Hepsi bitecek. 20 yılını çaldığınız çocuklar büyüdü. Sizi onlar gönderecek. Bir oy verecekler saltanat yıkılacak, bir oy verecekler kaçak saray boşalacak, bir oy verecekler devlet dairelerinden tüm Erdoğan resimleri inecek. Tesadüfe bakın ki, sadece 21 gün sonra 21 yıllık bir karanlık dönem bitecek!
'TİP ADINA SÖYLENECEK SON SÖZ ŞUDUR: LALE DEVRİ NASIL BİTTİYSE SÜLALE DEVRİ DE ÖYLE BİTECEK'
Ben en çok AKP iktidarında doğan, büyüyen şimdi ilk kez oy kullanacak olan arkadaşlarıma güveniyorum. Ben yaptım diyecekler, biz yaptık diyecekler. Düşmanlaştırmalara son verdik, barışı, kardeşliği yeniden getirdik diyecekler. ‘Ben gönderdim, bu esaret zincirini biz kırdık’ diyecekler. ‘Bu boğazımıza dolanan rant zincirine biz son verdik’ diyecekler.
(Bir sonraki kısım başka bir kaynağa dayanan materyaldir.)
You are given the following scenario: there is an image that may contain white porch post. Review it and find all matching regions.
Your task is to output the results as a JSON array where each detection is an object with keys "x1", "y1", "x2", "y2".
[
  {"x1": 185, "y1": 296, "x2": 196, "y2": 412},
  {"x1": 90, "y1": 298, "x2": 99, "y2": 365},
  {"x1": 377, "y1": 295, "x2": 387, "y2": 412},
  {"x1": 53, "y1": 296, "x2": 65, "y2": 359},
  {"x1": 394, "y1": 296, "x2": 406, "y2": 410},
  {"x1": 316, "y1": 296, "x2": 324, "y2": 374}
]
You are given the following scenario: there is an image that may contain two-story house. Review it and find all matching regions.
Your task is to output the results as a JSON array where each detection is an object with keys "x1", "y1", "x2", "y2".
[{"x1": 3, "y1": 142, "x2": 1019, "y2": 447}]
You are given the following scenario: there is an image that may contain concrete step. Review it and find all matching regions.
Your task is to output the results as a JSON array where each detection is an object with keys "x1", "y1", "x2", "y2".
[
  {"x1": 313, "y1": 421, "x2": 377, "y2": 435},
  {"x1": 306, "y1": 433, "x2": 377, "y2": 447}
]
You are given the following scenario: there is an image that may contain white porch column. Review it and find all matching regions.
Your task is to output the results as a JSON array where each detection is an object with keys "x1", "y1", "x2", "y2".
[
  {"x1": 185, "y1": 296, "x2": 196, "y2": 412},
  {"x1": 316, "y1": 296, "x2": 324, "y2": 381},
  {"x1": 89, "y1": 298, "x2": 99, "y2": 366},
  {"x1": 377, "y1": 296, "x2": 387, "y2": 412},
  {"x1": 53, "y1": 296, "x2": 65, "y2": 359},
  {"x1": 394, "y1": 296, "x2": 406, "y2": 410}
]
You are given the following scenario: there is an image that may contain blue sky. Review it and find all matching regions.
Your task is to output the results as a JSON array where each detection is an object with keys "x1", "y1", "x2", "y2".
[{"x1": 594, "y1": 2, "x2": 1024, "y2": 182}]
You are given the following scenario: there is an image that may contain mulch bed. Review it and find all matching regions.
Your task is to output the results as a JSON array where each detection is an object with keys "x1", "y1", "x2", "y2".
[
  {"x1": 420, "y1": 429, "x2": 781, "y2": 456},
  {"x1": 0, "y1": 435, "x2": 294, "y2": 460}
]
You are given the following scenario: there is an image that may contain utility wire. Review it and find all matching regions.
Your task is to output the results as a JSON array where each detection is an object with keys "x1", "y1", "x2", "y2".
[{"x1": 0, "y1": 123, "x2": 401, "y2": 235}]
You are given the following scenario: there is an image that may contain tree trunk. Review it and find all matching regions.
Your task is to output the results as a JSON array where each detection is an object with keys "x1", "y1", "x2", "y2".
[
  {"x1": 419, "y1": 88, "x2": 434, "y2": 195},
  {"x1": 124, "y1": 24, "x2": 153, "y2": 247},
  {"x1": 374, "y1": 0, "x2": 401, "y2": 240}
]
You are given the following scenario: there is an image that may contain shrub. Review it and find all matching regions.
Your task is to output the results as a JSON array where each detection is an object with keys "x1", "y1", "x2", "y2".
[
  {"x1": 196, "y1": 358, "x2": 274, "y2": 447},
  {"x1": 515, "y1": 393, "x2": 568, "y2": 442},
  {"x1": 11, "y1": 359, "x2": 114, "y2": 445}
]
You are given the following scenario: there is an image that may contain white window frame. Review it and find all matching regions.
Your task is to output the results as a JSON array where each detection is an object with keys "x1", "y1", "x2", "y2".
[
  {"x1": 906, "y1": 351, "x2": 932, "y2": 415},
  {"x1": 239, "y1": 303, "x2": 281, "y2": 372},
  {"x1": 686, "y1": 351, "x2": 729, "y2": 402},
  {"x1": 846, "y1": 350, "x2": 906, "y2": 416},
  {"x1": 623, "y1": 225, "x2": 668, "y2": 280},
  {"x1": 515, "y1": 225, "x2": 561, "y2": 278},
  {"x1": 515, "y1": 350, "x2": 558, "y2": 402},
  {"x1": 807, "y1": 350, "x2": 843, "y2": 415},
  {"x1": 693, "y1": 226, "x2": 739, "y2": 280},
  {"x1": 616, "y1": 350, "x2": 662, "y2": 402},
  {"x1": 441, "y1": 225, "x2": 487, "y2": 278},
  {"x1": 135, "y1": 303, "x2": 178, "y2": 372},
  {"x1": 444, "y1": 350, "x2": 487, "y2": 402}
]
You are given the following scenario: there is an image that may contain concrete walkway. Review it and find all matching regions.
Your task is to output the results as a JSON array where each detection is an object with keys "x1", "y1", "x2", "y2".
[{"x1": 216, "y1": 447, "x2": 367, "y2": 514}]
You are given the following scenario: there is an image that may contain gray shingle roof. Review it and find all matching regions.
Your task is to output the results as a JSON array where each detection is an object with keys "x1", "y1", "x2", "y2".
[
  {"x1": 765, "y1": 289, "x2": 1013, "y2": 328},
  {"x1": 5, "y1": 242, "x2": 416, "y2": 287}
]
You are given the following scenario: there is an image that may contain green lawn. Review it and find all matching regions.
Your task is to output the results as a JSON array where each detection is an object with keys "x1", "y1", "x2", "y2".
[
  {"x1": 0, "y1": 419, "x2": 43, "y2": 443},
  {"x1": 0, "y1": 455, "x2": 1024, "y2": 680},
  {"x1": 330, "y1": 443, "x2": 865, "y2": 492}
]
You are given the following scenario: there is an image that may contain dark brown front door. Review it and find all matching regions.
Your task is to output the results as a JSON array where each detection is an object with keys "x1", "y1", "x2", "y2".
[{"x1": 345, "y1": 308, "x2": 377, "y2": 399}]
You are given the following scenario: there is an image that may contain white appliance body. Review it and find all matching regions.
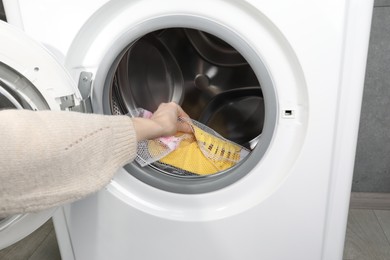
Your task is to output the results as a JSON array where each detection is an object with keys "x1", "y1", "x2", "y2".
[{"x1": 4, "y1": 0, "x2": 373, "y2": 260}]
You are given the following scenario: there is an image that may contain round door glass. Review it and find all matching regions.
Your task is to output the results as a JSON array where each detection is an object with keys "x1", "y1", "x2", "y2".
[{"x1": 108, "y1": 28, "x2": 272, "y2": 192}]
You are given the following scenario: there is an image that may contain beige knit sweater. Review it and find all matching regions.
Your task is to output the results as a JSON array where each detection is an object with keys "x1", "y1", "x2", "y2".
[{"x1": 0, "y1": 110, "x2": 137, "y2": 216}]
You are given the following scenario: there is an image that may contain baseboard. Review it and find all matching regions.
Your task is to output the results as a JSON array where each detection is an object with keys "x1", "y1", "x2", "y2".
[{"x1": 349, "y1": 192, "x2": 390, "y2": 210}]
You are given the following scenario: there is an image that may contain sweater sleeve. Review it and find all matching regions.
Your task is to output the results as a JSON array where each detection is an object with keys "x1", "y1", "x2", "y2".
[{"x1": 0, "y1": 110, "x2": 137, "y2": 216}]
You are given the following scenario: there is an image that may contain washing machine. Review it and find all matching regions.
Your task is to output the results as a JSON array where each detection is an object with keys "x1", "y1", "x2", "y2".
[{"x1": 0, "y1": 0, "x2": 373, "y2": 260}]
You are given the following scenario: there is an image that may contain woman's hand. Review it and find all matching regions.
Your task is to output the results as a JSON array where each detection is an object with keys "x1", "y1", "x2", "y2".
[{"x1": 132, "y1": 102, "x2": 191, "y2": 141}]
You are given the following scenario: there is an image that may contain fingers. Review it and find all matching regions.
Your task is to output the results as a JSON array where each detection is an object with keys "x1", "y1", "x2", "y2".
[{"x1": 156, "y1": 102, "x2": 192, "y2": 133}]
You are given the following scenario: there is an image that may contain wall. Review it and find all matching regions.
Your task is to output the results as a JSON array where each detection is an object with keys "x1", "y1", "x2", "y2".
[{"x1": 352, "y1": 0, "x2": 390, "y2": 192}]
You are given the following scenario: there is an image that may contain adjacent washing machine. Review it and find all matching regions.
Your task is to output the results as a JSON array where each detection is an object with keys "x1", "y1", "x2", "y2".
[{"x1": 0, "y1": 0, "x2": 373, "y2": 260}]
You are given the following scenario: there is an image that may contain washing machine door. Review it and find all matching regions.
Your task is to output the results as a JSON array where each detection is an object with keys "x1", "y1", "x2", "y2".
[{"x1": 0, "y1": 22, "x2": 84, "y2": 249}]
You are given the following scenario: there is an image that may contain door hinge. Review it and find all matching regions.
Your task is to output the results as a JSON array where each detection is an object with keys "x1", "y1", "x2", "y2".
[{"x1": 60, "y1": 71, "x2": 93, "y2": 113}]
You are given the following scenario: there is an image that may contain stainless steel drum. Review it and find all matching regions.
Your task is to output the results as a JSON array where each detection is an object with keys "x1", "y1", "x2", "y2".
[{"x1": 109, "y1": 28, "x2": 264, "y2": 190}]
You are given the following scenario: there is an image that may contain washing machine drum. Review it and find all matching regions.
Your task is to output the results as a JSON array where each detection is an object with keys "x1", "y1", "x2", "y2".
[{"x1": 111, "y1": 28, "x2": 264, "y2": 179}]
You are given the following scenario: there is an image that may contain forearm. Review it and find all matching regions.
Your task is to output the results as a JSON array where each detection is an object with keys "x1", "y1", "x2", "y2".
[{"x1": 0, "y1": 110, "x2": 137, "y2": 215}]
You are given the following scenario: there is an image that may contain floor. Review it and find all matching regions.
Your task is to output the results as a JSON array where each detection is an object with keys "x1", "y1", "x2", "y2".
[{"x1": 0, "y1": 206, "x2": 390, "y2": 260}]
Sadece 21 gün sonra 21 yıla yaklaşan bu karanlığa hep birlikte son vereceğiz. İnanıyorum, 21 gün sonra halk daha güçlü olacak! Bu kürsü sizin. Bu Meclis sizin. Bu ülke sizin ve hepinizin sokaklarda söylediğini, bir kez de buradan tekrar edeceğim. Hiç şüpheniz olmasın, yine baharlar gelecek. Türkiye İşçi Partisi adına 27. dönemde söylenecek son söz şudur: Lale devri nasıl bittiyse sülale devri de öyle bitecek!"